4. Unresolved problems regarding the availability and security of waste storage.

There is currently nowhere to store the radioactive nuclear waste that is a byproduct of nuclear energy generation. In the unlikely event that Yucca Mountain is opened to nuclear waste, the repository will not be large enough to store even current waste.

Proponents of nuclear power note that nuclear waste can be reprocessed, although this would not actually reduce the waste problem, and would add 1.5 to 3 cents to the cost per kilowatt-hour of electricity.

5. Nuclear faces concerns about uranium supplies and importation issues.

In 2007, the United States imported 47 million pounds, or 92 percent, of its uranium. Increased nuclear capacity would either make us more dependent on foreign uranium, or have us risk repeating the environmental debacle of the uranium boom that accompanied the buildout of the U.S. nuclear arsenal and the first wave of nuclear power plant construction.

6. Nuclear reactors require water use amid shortages.

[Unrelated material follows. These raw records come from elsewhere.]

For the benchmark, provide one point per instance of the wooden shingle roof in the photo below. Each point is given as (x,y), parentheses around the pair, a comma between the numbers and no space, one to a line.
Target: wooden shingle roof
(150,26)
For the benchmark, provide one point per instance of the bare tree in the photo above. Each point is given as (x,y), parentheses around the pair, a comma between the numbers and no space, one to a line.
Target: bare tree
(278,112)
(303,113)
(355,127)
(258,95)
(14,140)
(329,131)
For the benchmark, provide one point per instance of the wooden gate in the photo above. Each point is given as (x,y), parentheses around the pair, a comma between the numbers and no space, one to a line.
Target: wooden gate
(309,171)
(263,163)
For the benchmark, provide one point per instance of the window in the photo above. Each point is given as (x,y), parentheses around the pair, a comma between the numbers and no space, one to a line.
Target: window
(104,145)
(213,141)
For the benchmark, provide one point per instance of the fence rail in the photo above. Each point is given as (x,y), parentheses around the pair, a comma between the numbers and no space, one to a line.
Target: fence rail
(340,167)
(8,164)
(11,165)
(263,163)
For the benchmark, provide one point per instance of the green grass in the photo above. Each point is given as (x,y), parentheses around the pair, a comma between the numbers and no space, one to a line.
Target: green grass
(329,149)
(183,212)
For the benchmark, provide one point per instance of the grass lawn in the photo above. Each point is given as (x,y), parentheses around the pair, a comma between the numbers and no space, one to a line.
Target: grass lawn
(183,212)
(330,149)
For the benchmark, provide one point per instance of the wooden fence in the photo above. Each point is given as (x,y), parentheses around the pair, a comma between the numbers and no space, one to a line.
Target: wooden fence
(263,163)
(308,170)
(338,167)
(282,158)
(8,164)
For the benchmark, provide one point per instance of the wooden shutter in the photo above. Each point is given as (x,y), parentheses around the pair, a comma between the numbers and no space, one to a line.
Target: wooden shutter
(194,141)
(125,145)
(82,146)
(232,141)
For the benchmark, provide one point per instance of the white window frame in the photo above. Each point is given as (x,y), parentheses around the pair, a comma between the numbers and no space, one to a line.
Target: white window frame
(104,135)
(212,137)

Large areas of the United States already face water shortages, and the effects of global warming are expected to exacerbate this problem. “Elec tricity generation accounts for nearly half of all water withdrawals in the nation,” and nuclear power stations require more water than fossil fuel use does. The only alternative to the water usage associated with nuclear energy is less efficient (and more expensive) dry cooling systems.

7. Safety concerns still plague nuclear power.

After the Three Mile Island and Chernobyl accidents, the United States stopped granting licenses for new nuclear plants. The crises demonstrated that the nuclear industry is vulnerable to public concern. While modern reactors are safer than those that failed in the past, another accident anywhere in the world could turn public opinion against nuclear power as a whole.

8. Nuclear is already a mature technology—it will not get cheaper.

The American nuclear industry has benefited from $100 billion in direct and indirect subsidies since 1948, and nuclear power provides 20 percent of electricity in the United States. The technology behind nuclear power is fully developed, so nuclear energy is unlikely to get much cheaper. Continued subsidies would be necessary to make nuclear cost-competitive with other energy sources, but will not lower the overall price of nuclear power.

9. Other clean energy technologies are cheaper, cleaner, and faster to build.

Solar power, photovoltaics, advanced biofuels, wind power, and other energy technologies promise to revolutionize how electricity is generated in the 21st century. Already, wind energy can produce electricity for less than five cents per kWh, and concentrated solar power can produce energy for 11-12 cents per kWheven at night—and these costs are decreasing. Alternatives do not produce nuclear waste, and they do not face the same extensive safety, regulatory, and construction costs and delays that nuclear does.

10. Nuclear subsidies take money away from more effective alternative energy subsidies.

Subsidies for nuclear reactors wouldn’t subsidize nuclear technology—they would subsidize the nuclear industry. Congress should fund research of clean, alternative energy technologies that promise to rival fossil fuels in cost—without subsidies. Congress should also provide tax credits that would make such technologies cheaper by encouraging production and moving them down the experience curve.

Such support would encourage a growing American industry and create American jobs. By squandering our limited resources on subsidies for the nuclear power industry, the United States is missing an extraordinary opportunity.